First, we determine the molar masses of the reactants: sucrose (342.3 g/mol) and potassium chlorate (KClO3, 122.55 g/mol). The number of moles of sucrose is 5.24 g / 342.3 g/mol = 0.0153 mol. The number of moles of KClO3 is 15.9 g / 122.55 g/mol = 0.1297 mol.
We then check for the limiting reactant by comparing the stoichiometric ratios. The balanced reaction requires 8 moles of KClO3 for every mole of sucrose, which would be 0.0153 mol sucrose * 8 = 0.1224 mol KClO3. Since we have more than 0.1224 mol KClO3, sucrose is the limiting reactant.

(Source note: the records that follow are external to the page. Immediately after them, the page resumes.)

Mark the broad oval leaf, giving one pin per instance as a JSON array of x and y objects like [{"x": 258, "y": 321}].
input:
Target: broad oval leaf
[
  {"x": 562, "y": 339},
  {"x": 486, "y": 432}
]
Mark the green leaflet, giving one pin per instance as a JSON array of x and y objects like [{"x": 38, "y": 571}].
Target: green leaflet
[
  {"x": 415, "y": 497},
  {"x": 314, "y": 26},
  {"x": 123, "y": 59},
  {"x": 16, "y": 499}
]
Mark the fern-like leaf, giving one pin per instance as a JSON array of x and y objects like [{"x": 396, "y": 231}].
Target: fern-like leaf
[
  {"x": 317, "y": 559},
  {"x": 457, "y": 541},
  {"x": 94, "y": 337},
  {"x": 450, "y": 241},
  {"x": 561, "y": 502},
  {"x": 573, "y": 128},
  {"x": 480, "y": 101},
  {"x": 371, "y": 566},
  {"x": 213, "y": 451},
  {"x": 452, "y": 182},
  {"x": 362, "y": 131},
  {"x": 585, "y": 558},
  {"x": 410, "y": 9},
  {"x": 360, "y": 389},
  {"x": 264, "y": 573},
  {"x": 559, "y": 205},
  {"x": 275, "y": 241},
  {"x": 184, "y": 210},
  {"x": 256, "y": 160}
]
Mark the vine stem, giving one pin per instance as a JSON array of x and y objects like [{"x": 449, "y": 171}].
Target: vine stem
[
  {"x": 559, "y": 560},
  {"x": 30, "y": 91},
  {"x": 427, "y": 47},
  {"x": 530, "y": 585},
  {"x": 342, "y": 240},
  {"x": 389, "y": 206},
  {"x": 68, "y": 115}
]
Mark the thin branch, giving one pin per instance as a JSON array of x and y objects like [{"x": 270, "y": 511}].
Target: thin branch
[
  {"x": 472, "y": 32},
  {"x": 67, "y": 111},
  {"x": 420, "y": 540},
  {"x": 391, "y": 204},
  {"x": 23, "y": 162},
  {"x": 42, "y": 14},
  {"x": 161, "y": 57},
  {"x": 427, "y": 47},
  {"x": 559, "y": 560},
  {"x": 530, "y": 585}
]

Using the given standard enthalpy change of −5960 kJ for 1 mol of sucrose reaction, the enthalpy change for the amount of sucrose we have (0.0153 mol) is −5960 kJ * 0.0153 mol = −90.7 kJ. This reaction produces 11 moles of water for every mole of sucrose, thus the water produced from our sucrose is 0.0153 mol * 11 = 0.1683 mol.
Finally, we find the change in enthalpy per mole of water produced by dividing the total enthalpy change by the moles of water: −90.7 kJ / 0.1683 mol = −542 kJ/mol. Therefore, the answer is −542 kJ/mol of water produced, which corresponds to choice d.